Apart from social networks, marketers could also enter a two-way dialogue with their users through the use of blogs, allowing them to engage with as well as shape the brand. This requires a high level of transparency and a willingness by the brand to face and handle criticism. A perfect example is McDonald's, which runs a corporate blog in an attempt to increase consumer trust and facilitate two-way communication between the company and its customers.

There is the downside that often such corporate blogs are perceived as deliberate attempts to influence users' opinions. This explains why even though the number of corporate blogs is proliferating, there are still only around 5,000 globally (source: Technorati). Particularly global IT companies have made this new channel a part of their communication strategy, with Microsoft corporate blogs accounting for approximately 18% of the total number, Sun Microsystems for 8% and SAP for 2%.

Nevertheless, the power of blogs shouldn't be underestimated, as people trust blogs almost as much as they trust newspapers. This makes bloggers themselves a perfect target audience for corporate messages. However, marketers should take care to thoroughly research, plan, monitor and measure any campaigns targeted at bloggers.

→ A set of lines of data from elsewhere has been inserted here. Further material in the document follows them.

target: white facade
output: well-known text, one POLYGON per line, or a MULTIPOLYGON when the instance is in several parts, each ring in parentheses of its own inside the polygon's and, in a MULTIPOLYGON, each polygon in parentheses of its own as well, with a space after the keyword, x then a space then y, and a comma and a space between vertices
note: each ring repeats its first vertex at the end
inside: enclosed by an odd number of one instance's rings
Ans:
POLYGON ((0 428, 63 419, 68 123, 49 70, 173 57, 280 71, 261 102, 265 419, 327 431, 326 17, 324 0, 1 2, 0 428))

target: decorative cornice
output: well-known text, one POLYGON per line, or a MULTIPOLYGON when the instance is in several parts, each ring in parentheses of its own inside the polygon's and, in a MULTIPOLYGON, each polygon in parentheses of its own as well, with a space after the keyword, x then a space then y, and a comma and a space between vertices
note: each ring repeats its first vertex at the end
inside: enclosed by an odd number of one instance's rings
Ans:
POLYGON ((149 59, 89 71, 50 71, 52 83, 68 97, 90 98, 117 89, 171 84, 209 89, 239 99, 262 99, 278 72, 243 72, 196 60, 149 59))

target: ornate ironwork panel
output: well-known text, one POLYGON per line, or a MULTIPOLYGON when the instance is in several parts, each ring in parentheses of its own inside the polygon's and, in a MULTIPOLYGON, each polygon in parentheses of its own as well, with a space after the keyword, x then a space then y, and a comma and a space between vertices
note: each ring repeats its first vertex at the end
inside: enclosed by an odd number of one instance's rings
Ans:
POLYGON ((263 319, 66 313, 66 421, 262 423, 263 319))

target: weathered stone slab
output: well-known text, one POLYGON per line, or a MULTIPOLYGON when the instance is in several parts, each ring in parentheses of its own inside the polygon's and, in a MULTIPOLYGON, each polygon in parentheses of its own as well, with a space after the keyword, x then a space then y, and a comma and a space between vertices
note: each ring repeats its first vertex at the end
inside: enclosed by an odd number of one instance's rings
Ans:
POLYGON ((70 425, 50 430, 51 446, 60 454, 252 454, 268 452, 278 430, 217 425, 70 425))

Any Web 2.0 marketing activity should be targeted and relevant. If the user community feels manipulated, lied or sold to, they will be quick to hit back. In fact, marketers should never lose sight of the fact that for the first time the consumer has the platform, freedom and technical expertise to respond or comment in real time.

Any poorly targeted ad placed on a personal or information site is likely to cause frustration, but nothing more. A poorly targeted, intrusive ad placed on a MySpace page can cause the same frustration, but the individual now has access to millions of other users to share their frustration with your brand. And this time they can access large single entities to spread the word.

So does this mean that we have a new set of rules for advertising in this space? I don't believe we do: we merely need to remember the rules of engagement. Any activity should be carried out only if it's right for the campaign. Not just from a delivery or reach perspective, or because we think we should 'do' Web 2.0, but because it's the most effective way to engage with the audience.

These rules haven't changed, and as long as marketers adhere to them, something that they haven't always managed to do, they will achieve the same level of success with Web 2.0 as with other channels.


While 2006 saw the rise of social networks, 2007 is likely to be the year during which brands will truly understand the benefits Web 2.0 could bring.

In the long term, however, social networks and blogs will find themselves caught up in media convergence. Already, they have been identified and acknowledged as the perfect channels to go mobile. I do not believe that dedicated mobile social networks are the future, but rather mobile will be yet another means for people to access their profiles while on the move.

Such adoption will greatly depend on the technology. Sophisticated handsets will be needed to run mobile versions of social networks and blogs, which should be suitably priced to ensure that the people that will use it can actually afford the handsets.

Of course, it is possible that a new revolutionary idea will edge people on from social networks and user-generated content. Whatever happens, as the web was designed to be a collaborative space where people can interact with each other, user-generated content and social networking are here to stay.